Re: Finding spanning sets

Hey mrmaaza123.

Hint: Try multiplying the vectors by some constant.

Re: Finding spanning sets

Quote:

Originally Posted by

**mrmaaza123** Let W = { [a+b a-b a+2b] , a,b are in R} its a 3*1 matrix, a+b , a-b and a+2b are actually the first elements of three different rows. Find any three spanning sets for W? I managed to find one,

a (1 1 1) + b(1 1 1)

Do you not mean a[1, 1, 1]+ b[1, -1, 2]

Quote:

, both of these are also 3*1 matrices where each 1 is the first element of the first three rows.

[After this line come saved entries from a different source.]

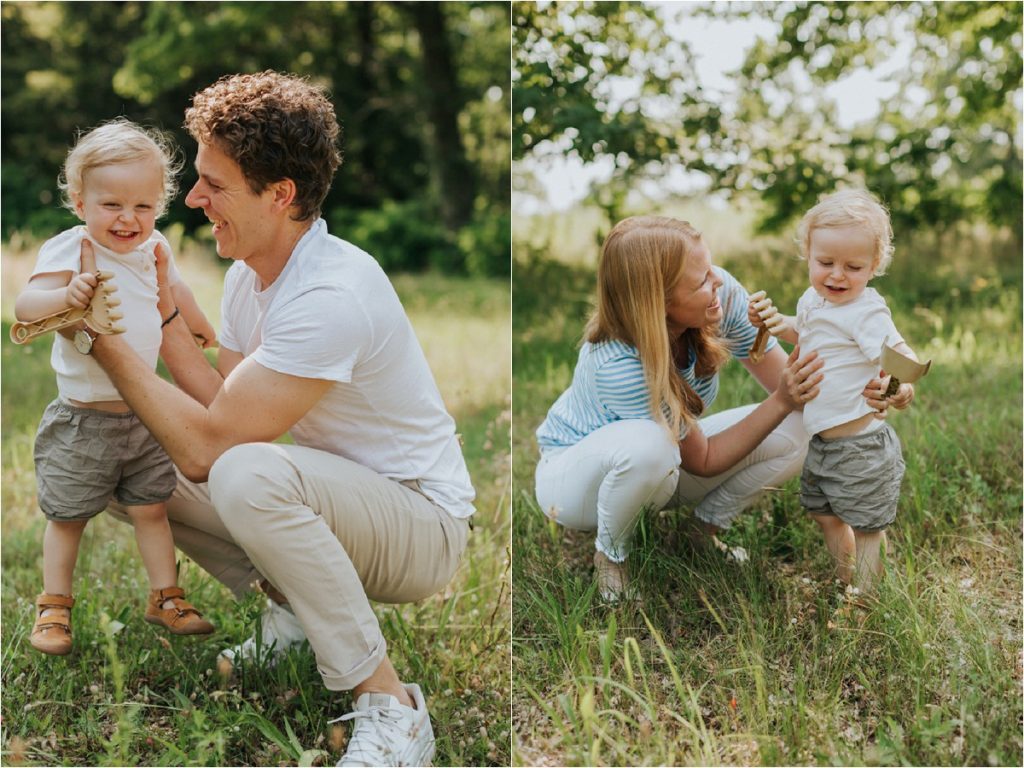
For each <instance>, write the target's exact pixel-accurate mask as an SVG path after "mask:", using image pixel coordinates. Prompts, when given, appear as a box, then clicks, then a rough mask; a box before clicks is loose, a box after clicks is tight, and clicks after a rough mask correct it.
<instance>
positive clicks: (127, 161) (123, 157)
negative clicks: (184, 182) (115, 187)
mask: <svg viewBox="0 0 1024 768" xmlns="http://www.w3.org/2000/svg"><path fill="white" fill-rule="evenodd" d="M150 159H152V160H154V161H155V162H157V163H158V164H159V165H160V167H161V169H162V171H163V174H164V191H163V195H162V196H161V199H160V207H159V208H158V210H157V218H160V217H161V216H163V215H164V213H165V212H166V211H167V204H168V202H170V201H171V200H172V199H173V198H174V196H175V194H176V193H177V188H178V184H177V175H178V173H180V172H181V168H182V165H183V161H182V159H181V154H180V152H179V151H178V148H177V147H176V146H175V144H174V141H173V139H171V138H170V136H168V135H167V134H165V133H163V132H162V131H159V130H157V129H156V128H143V127H142V126H140V125H137V124H136V123H133V122H131V121H130V120H128V119H127V118H123V117H122V118H115V119H114V120H111V121H109V122H106V123H102V124H101V125H99V126H97V127H96V128H93V129H92V130H91V131H88V132H85V133H80V134H79V136H78V139H77V140H76V142H75V145H74V146H73V147H72V150H71V152H69V153H68V157H67V158H66V159H65V164H63V168H62V169H61V171H60V176H59V178H58V179H57V186H58V187H59V189H60V193H61V196H62V203H63V205H65V207H66V208H68V209H69V210H70V211H71V212H72V213H75V200H76V199H78V198H80V197H81V196H82V189H83V188H84V186H85V181H84V179H85V174H86V172H87V171H90V170H92V169H93V168H100V167H102V166H108V165H121V164H122V163H136V162H138V161H140V160H150Z"/></svg>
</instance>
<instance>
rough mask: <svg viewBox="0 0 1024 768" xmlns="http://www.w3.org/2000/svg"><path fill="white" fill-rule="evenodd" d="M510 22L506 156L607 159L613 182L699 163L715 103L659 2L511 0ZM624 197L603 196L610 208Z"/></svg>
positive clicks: (624, 184)
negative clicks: (508, 151) (664, 21)
mask: <svg viewBox="0 0 1024 768" xmlns="http://www.w3.org/2000/svg"><path fill="white" fill-rule="evenodd" d="M512 24H513V38H514V46H513V66H512V85H513V95H512V104H513V109H512V153H513V158H515V159H517V160H521V159H523V158H525V157H527V156H535V157H537V156H540V155H543V154H545V153H551V152H558V153H563V154H565V155H570V156H577V157H579V158H580V159H581V160H583V161H585V162H594V161H597V160H600V159H602V158H608V159H611V160H612V161H613V163H614V168H615V171H614V182H613V183H614V185H615V186H617V188H620V189H625V188H627V187H628V186H629V184H630V183H631V181H632V180H633V179H635V178H636V177H638V176H641V175H644V174H656V173H659V172H664V171H665V170H666V167H667V166H670V165H675V164H677V163H682V164H684V165H686V167H688V168H690V169H692V170H701V169H702V168H703V167H705V162H706V161H705V151H706V150H707V146H708V144H707V141H708V138H709V137H710V136H714V135H716V134H717V132H718V129H719V120H720V112H719V108H718V105H716V104H714V103H711V102H709V101H708V100H707V99H706V98H705V97H703V94H702V92H701V89H700V87H699V85H698V83H697V81H696V78H695V77H694V74H693V65H692V60H691V56H690V52H689V49H688V47H687V46H686V45H685V44H683V43H680V42H678V41H676V40H673V39H672V38H671V37H670V36H669V35H668V33H667V32H666V29H665V23H664V19H663V17H662V15H660V12H659V11H658V9H657V8H656V7H654V6H650V5H642V4H638V3H629V2H601V3H593V2H560V3H531V2H514V3H513V4H512ZM621 204H622V200H621V198H617V197H612V198H610V199H608V200H606V201H605V208H606V210H607V211H608V213H609V216H611V217H614V211H615V210H617V208H618V207H620V206H621Z"/></svg>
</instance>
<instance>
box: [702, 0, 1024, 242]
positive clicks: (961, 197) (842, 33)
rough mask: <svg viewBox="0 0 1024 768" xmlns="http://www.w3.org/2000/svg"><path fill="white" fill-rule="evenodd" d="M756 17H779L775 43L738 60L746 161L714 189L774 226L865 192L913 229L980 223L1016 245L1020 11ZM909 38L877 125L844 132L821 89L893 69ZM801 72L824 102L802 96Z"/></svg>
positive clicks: (924, 6) (892, 80)
mask: <svg viewBox="0 0 1024 768" xmlns="http://www.w3.org/2000/svg"><path fill="white" fill-rule="evenodd" d="M754 12H756V13H760V14H762V15H765V16H768V17H770V18H774V19H775V20H776V22H777V23H778V25H779V33H778V36H777V38H776V39H775V40H771V41H760V42H759V43H758V44H757V45H756V46H755V47H754V48H753V49H752V50H751V51H750V53H749V54H748V56H746V60H745V61H744V62H743V66H742V68H741V71H740V73H739V77H738V80H737V85H738V88H739V91H740V93H742V97H741V99H740V102H739V109H738V110H737V112H736V114H735V120H734V121H732V122H731V123H730V125H729V126H728V128H727V136H728V141H727V143H726V144H725V145H724V148H726V151H729V150H731V151H733V152H736V153H738V154H739V157H740V158H741V159H742V162H741V163H740V164H736V165H732V166H731V167H728V168H723V169H722V172H721V173H720V174H719V175H718V180H719V182H720V183H722V184H723V185H725V186H726V187H728V188H732V189H737V190H738V189H751V190H754V191H756V193H757V194H758V195H759V196H760V197H761V198H762V200H764V201H765V202H766V203H767V204H768V205H769V209H768V214H767V215H766V216H765V218H764V220H763V222H762V223H763V226H764V227H765V228H769V229H775V228H778V227H780V226H782V225H783V224H785V223H787V222H788V221H790V220H792V219H793V218H794V217H796V216H799V215H800V214H801V213H803V211H805V210H807V209H808V208H809V207H810V206H812V205H813V204H814V203H815V202H816V201H817V198H818V196H819V195H820V194H822V193H826V191H830V190H833V189H834V188H835V187H836V185H837V183H838V182H844V181H845V182H855V183H856V182H859V183H866V185H867V186H868V187H869V188H871V189H872V190H874V191H876V193H878V194H880V195H881V196H882V197H883V198H884V200H885V201H886V202H887V203H888V205H889V206H890V207H891V208H892V213H893V217H894V219H895V220H896V221H897V222H899V223H904V224H906V225H907V226H914V227H932V228H939V229H942V228H945V227H947V226H949V225H950V224H951V223H953V222H955V221H959V220H963V219H981V220H987V221H988V222H990V223H992V224H994V225H996V226H1007V227H1009V228H1011V229H1012V230H1013V231H1015V232H1016V234H1017V238H1018V241H1020V238H1021V215H1020V201H1021V146H1020V96H1021V72H1022V59H1021V45H1022V35H1021V27H1022V19H1024V10H1022V6H1021V4H1020V3H1016V2H994V3H993V2H984V3H966V2H952V3H913V4H903V3H864V2H854V3H824V2H811V3H801V4H799V5H764V6H760V7H758V8H757V9H756V10H755V11H754ZM901 37H908V38H909V39H910V40H912V46H911V48H910V51H909V62H908V66H906V67H905V68H903V69H902V70H901V71H900V72H898V73H896V74H895V75H894V76H893V77H892V81H893V82H895V83H896V84H897V85H898V90H897V93H896V95H895V96H893V97H892V98H890V99H888V100H886V101H884V103H883V104H882V112H881V115H879V117H878V118H876V119H873V120H871V121H870V122H868V123H864V124H861V125H858V126H856V127H855V128H853V129H852V130H850V131H845V130H841V129H839V128H838V127H837V125H836V121H835V105H834V104H833V103H830V102H828V101H827V100H825V98H824V96H823V95H822V93H821V90H820V89H822V88H823V87H825V86H827V85H828V84H829V83H833V82H835V81H837V80H840V79H842V78H844V77H847V76H849V75H851V74H852V73H853V72H854V71H855V70H857V69H858V68H861V67H872V66H878V65H884V63H886V62H887V61H888V60H890V59H891V57H892V56H893V54H894V51H895V49H896V47H897V45H898V43H899V39H900V38H901ZM795 68H796V71H798V72H803V73H806V76H807V77H808V78H809V79H810V81H811V83H812V85H813V87H814V88H816V89H817V90H815V91H814V92H812V93H810V94H809V93H807V92H806V89H802V88H801V86H800V85H799V82H800V79H799V78H797V77H796V76H795V74H794V72H795Z"/></svg>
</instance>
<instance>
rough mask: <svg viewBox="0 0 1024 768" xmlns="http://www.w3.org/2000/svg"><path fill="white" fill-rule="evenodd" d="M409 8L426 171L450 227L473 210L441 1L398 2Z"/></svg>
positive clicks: (457, 93) (465, 222)
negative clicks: (426, 137)
mask: <svg viewBox="0 0 1024 768" xmlns="http://www.w3.org/2000/svg"><path fill="white" fill-rule="evenodd" d="M401 7H404V8H407V9H408V10H409V11H410V12H411V13H412V14H413V18H414V20H415V24H416V31H417V33H419V36H420V46H421V48H422V53H423V81H424V98H425V100H426V106H427V116H428V119H429V125H428V126H427V134H428V140H429V144H430V147H431V158H430V161H431V175H432V176H433V185H434V187H435V188H436V191H437V197H438V201H439V204H440V211H441V217H442V219H443V221H444V224H445V226H447V227H449V228H450V229H452V230H455V229H458V228H459V227H461V226H462V225H464V224H465V223H466V222H468V221H469V219H470V218H471V217H472V215H473V200H474V199H475V197H476V179H475V177H474V175H473V169H472V166H471V165H470V164H469V161H468V160H467V159H466V150H465V147H464V146H463V143H462V136H461V135H460V133H459V112H460V110H461V109H462V98H461V97H460V94H459V85H458V80H457V73H456V70H455V61H454V58H453V55H452V44H451V41H450V40H449V35H447V25H446V23H445V19H444V13H443V10H442V3H431V2H416V3H409V4H408V5H406V4H403V5H402V6H401Z"/></svg>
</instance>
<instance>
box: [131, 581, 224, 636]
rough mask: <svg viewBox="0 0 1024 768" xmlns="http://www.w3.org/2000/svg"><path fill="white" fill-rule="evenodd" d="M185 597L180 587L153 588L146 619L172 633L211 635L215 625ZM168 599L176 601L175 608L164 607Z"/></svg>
mask: <svg viewBox="0 0 1024 768" xmlns="http://www.w3.org/2000/svg"><path fill="white" fill-rule="evenodd" d="M184 597H185V592H184V590H183V589H181V588H180V587H164V589H161V590H151V591H150V602H148V604H147V605H146V606H145V621H147V622H148V623H150V624H156V625H158V626H160V627H163V628H164V629H166V630H167V631H168V632H170V633H171V634H172V635H209V634H210V633H211V632H213V630H214V626H213V625H212V624H210V623H209V622H208V621H206V620H205V618H203V614H202V613H200V612H199V611H198V610H196V608H195V607H193V604H191V603H189V602H188V601H187V600H185V599H184ZM167 600H171V601H172V602H173V603H174V607H173V608H165V607H163V605H164V603H165V602H166V601H167Z"/></svg>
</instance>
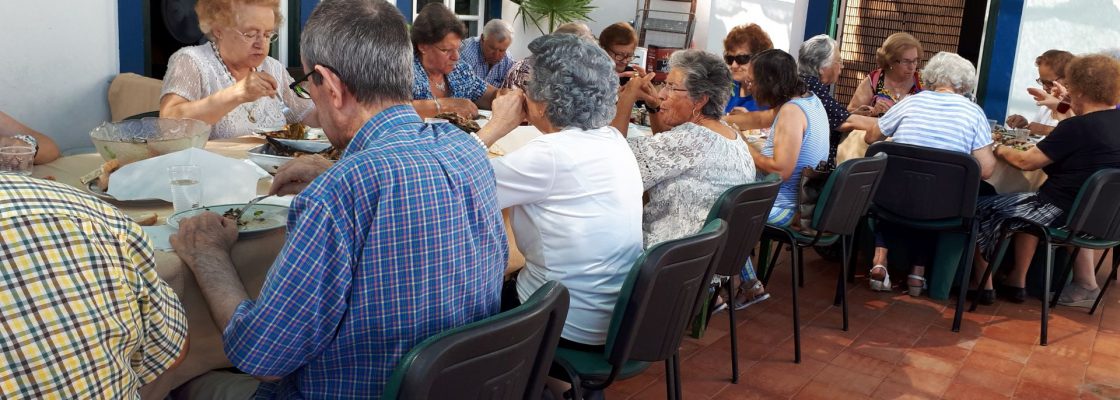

How do i find the other two ?

Sorry about my notation.

PLease help.

Re: Finding spanning sets

[1 1 1] and [1 -1 2] both are column matrices and so is [a+b a-b a+2b].

Re: Finding spanning sets

Your subspace is of the form [a+b, a- b, a+ 2b]= a[1, 1, 1]+ b[1, -1, 2] so that {[1, 1, 1], [1, -1, 2]} spans it (and in fact is a basis) Note that you could also have got that by taking a= 1, b= 0 then a= 0, b= 1. To get other sets, set a and b to other numbers: if a= b= 1, you haave [2, 0, 3] and if a= 2, b= 1, you have [3, 1, 4]. Now to show you can write [a+ b, a- b, a+ 2b]= x[2, 0, 3]+ y[3, 1, 4], you must find x and y satisfying 2x+ 3y= a+ b, y= a- b, and 3x+ 4y= a+ 2b. From the second equation, y= a- b, the first equation becomes 2x+ 3(a- b)= a+ b so that 2x= -2a+ 4b or x= a+ 2b. Putting that into the third equation, 3x+ 4y= 3(-a+ 2b)+ 4(a- b)= (-3+4)a+ (6- 4)b= a+ 2b as required so we have [a+b, a-b, a+ 2b]= (a+ 2b)[2, 0, 3]+ (a-b)[3, 1, 4].

Re: Finding spanning sets

Thank you ! I think now i can do it.